The state's number one priority in its goal of graduating more students is to address retention and graduation rates, he said. The state plans a retreat in March to specifically talk about this issue.
Sederburg said the state is trying to figure out a system where colleges are not just given money based on enrollment, but also on retention and graduation rates. He also said the state is working with colleges to streamline classes so students can achieve a degree faster.
Some other goals the state has outlined for institutions include requiring all students to have graduation plans and declare majors early, reducing unnecessary course-taking, improving transfer policies, using summer semesters to keep on graduation track and providing incentives for full-time enrollment.
Utah Valley University is already working on maximizing the times when students can take classes by opening up more night classes and summer classes, said UVU President Matthew Holland.
Holland said the university is also planning on expanding its distant learning because of tight space at the school. This includes opportunities for students to attend classes remotely and having classes where students will have class online one or two days out of the week instead of in the building.
When considering legislation and policies meant to increase college graduation, Stan Jones, president of Complete College America suggests policymakers ask the following questions: "Will it reduce the time it takes to graduate?

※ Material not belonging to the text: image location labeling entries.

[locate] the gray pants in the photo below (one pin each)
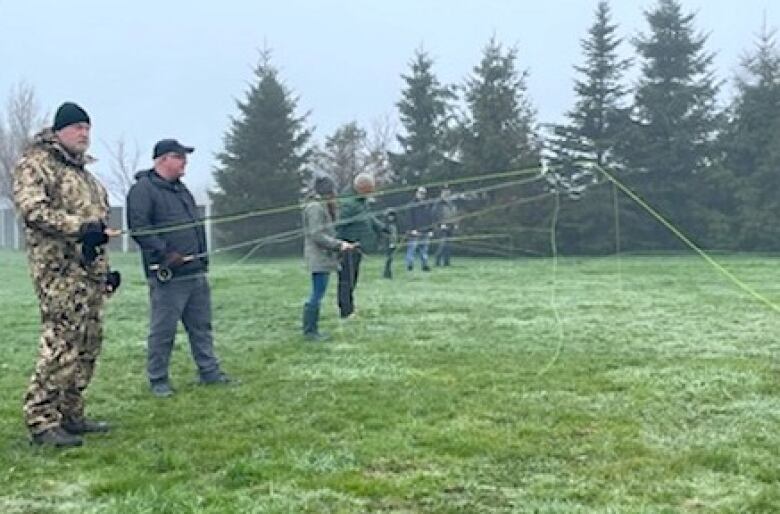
(187, 299)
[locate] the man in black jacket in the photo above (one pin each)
(175, 262)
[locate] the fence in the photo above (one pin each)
(12, 229)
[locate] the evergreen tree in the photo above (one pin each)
(344, 154)
(674, 124)
(752, 147)
(498, 131)
(425, 112)
(498, 134)
(592, 132)
(262, 164)
(597, 120)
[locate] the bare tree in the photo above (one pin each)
(377, 145)
(21, 119)
(121, 168)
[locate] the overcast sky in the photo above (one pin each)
(145, 70)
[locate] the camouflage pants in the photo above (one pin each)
(71, 339)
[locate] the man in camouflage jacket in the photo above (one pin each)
(65, 210)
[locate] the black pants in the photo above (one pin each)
(389, 253)
(348, 275)
(187, 299)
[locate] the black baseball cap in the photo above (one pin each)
(165, 146)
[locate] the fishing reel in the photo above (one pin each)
(163, 273)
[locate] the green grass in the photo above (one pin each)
(665, 396)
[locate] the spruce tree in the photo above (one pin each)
(262, 164)
(498, 130)
(498, 135)
(344, 154)
(593, 130)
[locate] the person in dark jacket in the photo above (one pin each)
(420, 230)
(175, 261)
(321, 249)
(356, 225)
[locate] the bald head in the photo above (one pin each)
(364, 184)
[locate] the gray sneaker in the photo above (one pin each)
(219, 379)
(161, 389)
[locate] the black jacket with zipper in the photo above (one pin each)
(155, 203)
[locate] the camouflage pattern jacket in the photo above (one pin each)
(54, 195)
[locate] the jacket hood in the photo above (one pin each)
(46, 140)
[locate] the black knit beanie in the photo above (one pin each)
(68, 114)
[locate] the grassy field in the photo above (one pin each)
(446, 395)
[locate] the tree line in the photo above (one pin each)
(709, 169)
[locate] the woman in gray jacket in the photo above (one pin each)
(321, 249)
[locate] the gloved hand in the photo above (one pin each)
(92, 234)
(174, 260)
(113, 281)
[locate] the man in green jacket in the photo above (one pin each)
(356, 225)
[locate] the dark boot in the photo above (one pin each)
(85, 426)
(56, 437)
(311, 319)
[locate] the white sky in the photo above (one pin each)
(146, 70)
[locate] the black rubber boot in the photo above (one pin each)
(85, 426)
(56, 437)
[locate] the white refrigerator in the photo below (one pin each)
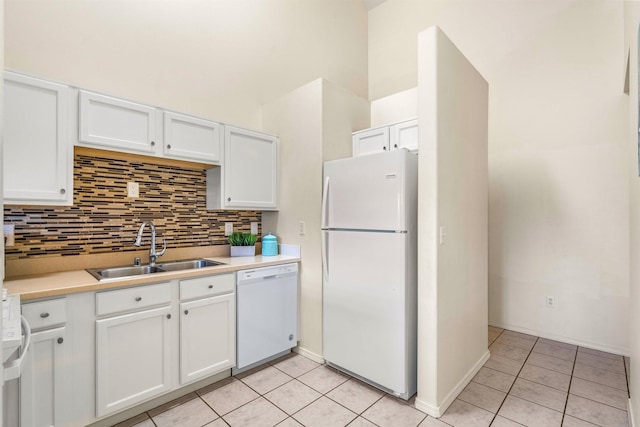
(369, 221)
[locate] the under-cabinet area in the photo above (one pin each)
(98, 355)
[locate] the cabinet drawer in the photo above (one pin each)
(45, 314)
(135, 298)
(207, 286)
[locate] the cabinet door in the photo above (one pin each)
(250, 170)
(371, 141)
(207, 337)
(112, 123)
(44, 390)
(38, 158)
(132, 359)
(404, 135)
(191, 138)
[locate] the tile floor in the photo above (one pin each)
(527, 381)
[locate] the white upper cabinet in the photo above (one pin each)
(386, 138)
(38, 156)
(250, 170)
(191, 138)
(115, 124)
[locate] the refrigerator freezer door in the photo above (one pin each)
(364, 306)
(367, 192)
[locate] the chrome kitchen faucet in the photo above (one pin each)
(153, 255)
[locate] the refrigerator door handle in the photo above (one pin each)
(325, 192)
(325, 265)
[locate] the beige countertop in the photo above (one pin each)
(46, 285)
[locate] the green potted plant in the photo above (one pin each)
(243, 244)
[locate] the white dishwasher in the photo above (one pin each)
(267, 314)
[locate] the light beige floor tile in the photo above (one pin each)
(595, 412)
(323, 379)
(570, 421)
(503, 364)
(508, 351)
(503, 422)
(558, 343)
(600, 376)
(546, 377)
(266, 379)
(355, 395)
(482, 396)
(555, 351)
(613, 365)
(549, 362)
(296, 365)
(599, 353)
(290, 422)
(431, 422)
(292, 396)
(324, 412)
(529, 413)
(540, 394)
(258, 413)
(463, 414)
(141, 420)
(494, 379)
(522, 343)
(194, 413)
(390, 412)
(362, 422)
(229, 397)
(600, 393)
(520, 335)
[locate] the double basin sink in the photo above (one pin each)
(139, 270)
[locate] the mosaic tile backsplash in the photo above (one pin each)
(103, 219)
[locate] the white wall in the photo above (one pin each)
(632, 21)
(453, 186)
(559, 218)
(314, 123)
(217, 59)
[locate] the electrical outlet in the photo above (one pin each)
(133, 189)
(550, 302)
(9, 235)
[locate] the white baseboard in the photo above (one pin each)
(309, 355)
(438, 411)
(582, 343)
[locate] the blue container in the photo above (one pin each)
(269, 245)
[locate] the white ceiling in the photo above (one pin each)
(370, 4)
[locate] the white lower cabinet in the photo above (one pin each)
(206, 350)
(44, 386)
(133, 358)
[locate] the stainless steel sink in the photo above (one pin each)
(138, 270)
(189, 264)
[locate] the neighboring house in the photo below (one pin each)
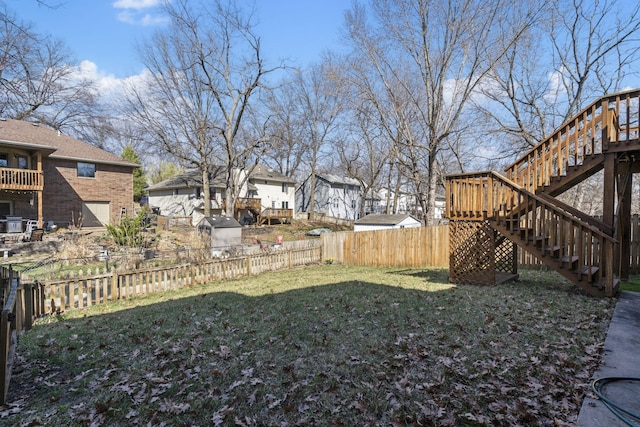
(223, 232)
(382, 221)
(334, 196)
(266, 192)
(277, 192)
(55, 179)
(182, 195)
(373, 202)
(406, 203)
(392, 202)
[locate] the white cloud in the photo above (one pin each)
(109, 87)
(132, 12)
(136, 4)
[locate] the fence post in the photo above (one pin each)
(5, 345)
(114, 286)
(29, 311)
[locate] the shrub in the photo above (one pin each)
(130, 230)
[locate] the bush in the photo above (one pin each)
(130, 231)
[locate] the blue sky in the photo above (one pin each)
(104, 32)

Will it help direct students in making an informed, transparent choice, clearly consistent with their aspirations? Will it provide more predictability and structure in order to ease their daily struggles to balance school and jobs?"
He said the reason why America has become a powerhouse in innovation and technology in the past is because of the access and the quality of higher education.
"With so much at stake, today's students need to finish their studies as soon as possible to get on with life," Jones wrote in article this month for the Association of Governing Boards of Universities and Colleges. "It is irrefutable that for most it is taking too long to graduate and for too many graduation day will never come. More of the same will not produce different results. Leadership by the trustees of American higher education is needed now more than ever."